Fix duplicate key detection when first value is null

[andrewstellman]

Summary

MapTypeAdapterFactory detected duplicate map keys during deserialization by checking the return value of Map.put():

V replaced = map.put(key, value);
if (replaced != null) {
    throw new JsonSyntaxException("duplicate key: " + key);
}

This fails when the first occurrence of a duplicate key maps to null. Map.put() returns the previous value, which is null, so the check silently passes. The duplicate is accepted without throwing.

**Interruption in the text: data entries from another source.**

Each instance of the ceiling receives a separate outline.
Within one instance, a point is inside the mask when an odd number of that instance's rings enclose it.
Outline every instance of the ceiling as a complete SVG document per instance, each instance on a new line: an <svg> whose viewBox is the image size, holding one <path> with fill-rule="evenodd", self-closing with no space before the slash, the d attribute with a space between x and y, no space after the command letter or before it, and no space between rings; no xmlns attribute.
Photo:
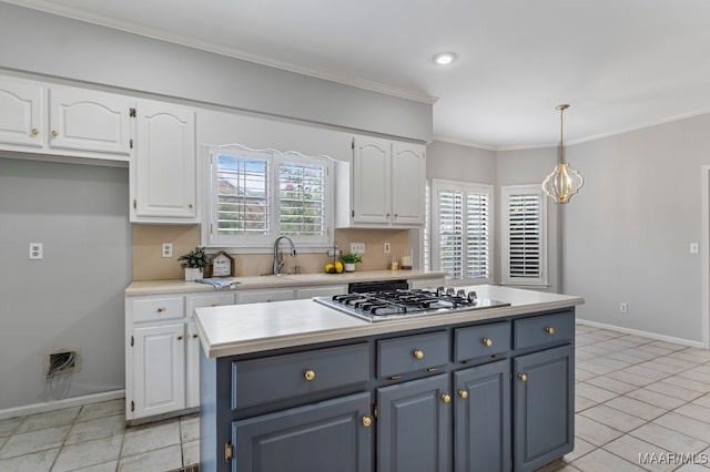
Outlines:
<svg viewBox="0 0 710 472"><path fill-rule="evenodd" d="M560 103L568 144L710 111L707 0L0 1L434 103L489 148L555 144Z"/></svg>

Example: gson.fromJson("{\"a\":null,\"a\":1}", type) returns {a=1} instead of throwing JsonSyntaxException("duplicate key: a").

Fix

Check Map.containsKey(key) before calling put() instead of relying on the return value of put():

if (map.containsKey(key)) {
    throw new JsonSyntaxException("duplicate key: " + key);
}
map.put(key, value);

Applied to both the object-form path and the array-of-entries path (enableComplexMapKeySerialization).

Tests added

• MapTest.testMapDeserializationWithDuplicateKeysNullFirstValue — null first value, non-null second
• MapTest.testMapDeserializationWithDuplicateKeysBothNull — both values null
• MapAsArrayTypeAdapterTest.testDuplicateKeyWithNullFirstValueArrayForm — array-of-entries form

All 4,589 existing tests continue to pass.

How this was found

This bug was found by an AI-assisted code review generated by quality-playbook, an open-source skill for AI-driven code review. The playbook derived null-handling requirements from Gson's community documentation (GitHub issues #676, #913, #948, #1558), then used those requirements to ground a three-pass code review. The review flagged the replaced != null check as insufficient for null values — a finding that was then manually verified with a failing test.

[google-cla]

Thanks for your pull request! It looks like this may be your first contribution to a Google open source project. Before we can look at your pull request, you'll need to sign a Contributor License Agreement (CLA).

View this failed invocation of the CLA check for more information.

For the most up to date status, view the checks section at the bottom of the pull request.

[eamonnmcmanus]

Thanks! There's a small compatibility risk, in that some client code may have been implicitly relying on the old behaviour. I'm going to run this change past all of Google's internal tests and if there are no problems I think we can assume that the change is OK.

[eamonnmcmanus]

No issues found when running all of Google's internal tests against this change.